Mashaba warned that if Mantashe fails to act, his party will proceed independently to recover the remains of Solomon Nyirenda, Pretty Nkambule and Yvonne Mnisi, who were trapped when their container collapsed during an implosion on 5 February 2016, leaving their families devastated.
Mashaba said, just like families of apartheid-era victims and other tragedies, they too deserve dignified burials and closure.
“Following Minister Gwede Mantashe’s recent promise, ActionSA has temporarily suspended our independent initiative to retrieve the container. We had already secured permission from the Business Rescue Practitioners to access the mine and engage mine rescue experts for proposals and quotations for the successful retrieval of Pretty Nkambule, Yvonne Mnisi, and Solomon Nyirenda.
“We are prepared to give the Minister 60 days to honour his promise. Should he fail to do so, ActionSA will have no choice but to proceed independently. Such a failure would further expose the government’s continued insensitivity toward the plight of poor South Africans, particularly black citizens,” Mashaba said in a statement.
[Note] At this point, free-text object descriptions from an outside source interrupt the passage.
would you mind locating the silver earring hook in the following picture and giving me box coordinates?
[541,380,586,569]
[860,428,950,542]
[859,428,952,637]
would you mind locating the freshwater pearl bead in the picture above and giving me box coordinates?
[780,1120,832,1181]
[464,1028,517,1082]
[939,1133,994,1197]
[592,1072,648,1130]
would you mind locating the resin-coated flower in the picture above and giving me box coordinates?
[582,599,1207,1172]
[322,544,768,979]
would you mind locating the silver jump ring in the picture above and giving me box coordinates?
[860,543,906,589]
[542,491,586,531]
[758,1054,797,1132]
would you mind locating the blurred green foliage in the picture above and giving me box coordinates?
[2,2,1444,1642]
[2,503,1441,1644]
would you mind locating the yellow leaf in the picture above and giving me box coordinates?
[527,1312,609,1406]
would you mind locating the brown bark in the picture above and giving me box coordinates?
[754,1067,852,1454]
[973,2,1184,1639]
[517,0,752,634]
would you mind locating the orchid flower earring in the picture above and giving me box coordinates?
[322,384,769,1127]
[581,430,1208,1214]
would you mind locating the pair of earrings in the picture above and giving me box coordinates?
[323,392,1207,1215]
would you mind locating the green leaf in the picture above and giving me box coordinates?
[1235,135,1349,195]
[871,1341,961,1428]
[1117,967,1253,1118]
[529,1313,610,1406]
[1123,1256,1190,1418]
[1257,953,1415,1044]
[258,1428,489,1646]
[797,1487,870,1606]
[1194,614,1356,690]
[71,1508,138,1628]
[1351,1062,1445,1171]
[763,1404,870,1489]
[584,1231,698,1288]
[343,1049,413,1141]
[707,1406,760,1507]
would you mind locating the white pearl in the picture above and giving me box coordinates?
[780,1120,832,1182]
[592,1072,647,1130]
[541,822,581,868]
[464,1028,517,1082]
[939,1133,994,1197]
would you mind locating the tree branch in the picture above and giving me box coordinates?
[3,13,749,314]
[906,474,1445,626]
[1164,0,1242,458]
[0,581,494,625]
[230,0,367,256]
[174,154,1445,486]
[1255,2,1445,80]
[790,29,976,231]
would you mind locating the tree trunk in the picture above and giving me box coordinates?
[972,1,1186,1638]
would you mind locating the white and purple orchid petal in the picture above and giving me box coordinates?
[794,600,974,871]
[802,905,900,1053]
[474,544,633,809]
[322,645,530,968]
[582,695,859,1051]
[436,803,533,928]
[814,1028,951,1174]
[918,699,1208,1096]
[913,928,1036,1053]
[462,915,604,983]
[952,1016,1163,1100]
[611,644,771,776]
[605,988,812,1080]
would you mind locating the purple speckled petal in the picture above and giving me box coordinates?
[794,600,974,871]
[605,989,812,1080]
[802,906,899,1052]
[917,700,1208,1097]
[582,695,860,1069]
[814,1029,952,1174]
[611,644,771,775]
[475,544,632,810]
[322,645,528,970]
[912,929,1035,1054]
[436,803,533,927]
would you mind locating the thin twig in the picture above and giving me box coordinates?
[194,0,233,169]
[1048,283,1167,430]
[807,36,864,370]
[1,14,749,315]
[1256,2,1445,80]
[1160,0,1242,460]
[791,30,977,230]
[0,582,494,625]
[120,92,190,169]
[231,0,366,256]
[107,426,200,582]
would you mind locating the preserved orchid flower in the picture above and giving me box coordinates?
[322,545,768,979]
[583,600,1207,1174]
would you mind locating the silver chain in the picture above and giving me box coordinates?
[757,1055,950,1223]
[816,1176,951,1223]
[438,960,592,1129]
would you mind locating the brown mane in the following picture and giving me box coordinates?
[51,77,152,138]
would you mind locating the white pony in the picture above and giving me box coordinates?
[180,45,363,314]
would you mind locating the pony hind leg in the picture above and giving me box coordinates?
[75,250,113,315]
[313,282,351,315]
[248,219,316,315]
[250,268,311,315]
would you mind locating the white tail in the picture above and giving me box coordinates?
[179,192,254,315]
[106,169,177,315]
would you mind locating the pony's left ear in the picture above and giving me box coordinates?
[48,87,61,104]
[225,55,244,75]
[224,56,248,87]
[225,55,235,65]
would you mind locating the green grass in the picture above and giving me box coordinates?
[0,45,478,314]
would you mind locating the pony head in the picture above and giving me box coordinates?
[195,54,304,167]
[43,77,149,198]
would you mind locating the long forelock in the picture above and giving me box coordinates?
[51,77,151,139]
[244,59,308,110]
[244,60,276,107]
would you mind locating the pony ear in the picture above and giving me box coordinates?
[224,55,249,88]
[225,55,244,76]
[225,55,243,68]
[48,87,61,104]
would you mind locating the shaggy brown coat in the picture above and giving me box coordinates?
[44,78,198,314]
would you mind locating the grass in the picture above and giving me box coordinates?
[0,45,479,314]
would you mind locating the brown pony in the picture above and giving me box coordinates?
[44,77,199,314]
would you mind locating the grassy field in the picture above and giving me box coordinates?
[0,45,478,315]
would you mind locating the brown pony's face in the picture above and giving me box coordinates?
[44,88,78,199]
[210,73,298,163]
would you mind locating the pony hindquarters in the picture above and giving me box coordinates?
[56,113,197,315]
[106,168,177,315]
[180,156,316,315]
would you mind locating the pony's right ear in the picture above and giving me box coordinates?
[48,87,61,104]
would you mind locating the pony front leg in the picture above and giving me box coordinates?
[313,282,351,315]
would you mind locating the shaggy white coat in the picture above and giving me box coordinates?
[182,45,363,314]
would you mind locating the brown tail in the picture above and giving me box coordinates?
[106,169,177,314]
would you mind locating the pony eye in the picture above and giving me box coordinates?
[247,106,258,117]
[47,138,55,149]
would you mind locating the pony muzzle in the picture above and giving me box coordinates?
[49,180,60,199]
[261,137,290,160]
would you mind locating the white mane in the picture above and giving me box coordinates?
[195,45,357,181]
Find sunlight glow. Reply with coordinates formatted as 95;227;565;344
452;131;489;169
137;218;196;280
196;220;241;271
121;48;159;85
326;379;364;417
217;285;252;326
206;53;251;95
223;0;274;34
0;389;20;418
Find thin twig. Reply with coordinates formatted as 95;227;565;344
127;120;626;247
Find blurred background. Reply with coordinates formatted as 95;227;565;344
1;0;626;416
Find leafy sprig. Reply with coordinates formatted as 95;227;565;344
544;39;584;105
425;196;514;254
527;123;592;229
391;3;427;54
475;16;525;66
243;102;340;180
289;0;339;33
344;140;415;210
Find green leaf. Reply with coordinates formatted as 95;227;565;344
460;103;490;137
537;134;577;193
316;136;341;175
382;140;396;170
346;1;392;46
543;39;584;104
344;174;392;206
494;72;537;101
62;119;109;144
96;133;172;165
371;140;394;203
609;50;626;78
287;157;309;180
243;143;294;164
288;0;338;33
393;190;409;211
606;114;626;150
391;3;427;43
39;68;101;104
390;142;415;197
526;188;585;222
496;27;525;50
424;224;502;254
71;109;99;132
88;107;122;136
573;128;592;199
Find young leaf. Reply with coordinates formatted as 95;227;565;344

He added that Mantashe has, on numerous occasions, promised that his department would facilitate the retrieval of the bodies of Nyirenda, Nkambule, and Mnisi.
“These undertakings have consistently been communicated to the affected families, who continue to wait in anguish. ActionSA, which has stood by and supported these families throughout, calls on Minister Mantashe to urgently provide full details of his department’s plan to give effect to this long-overdue commitment.”
Mantashe’s office has yet to confirm that it made these commitments to Mashaba and ActionSA.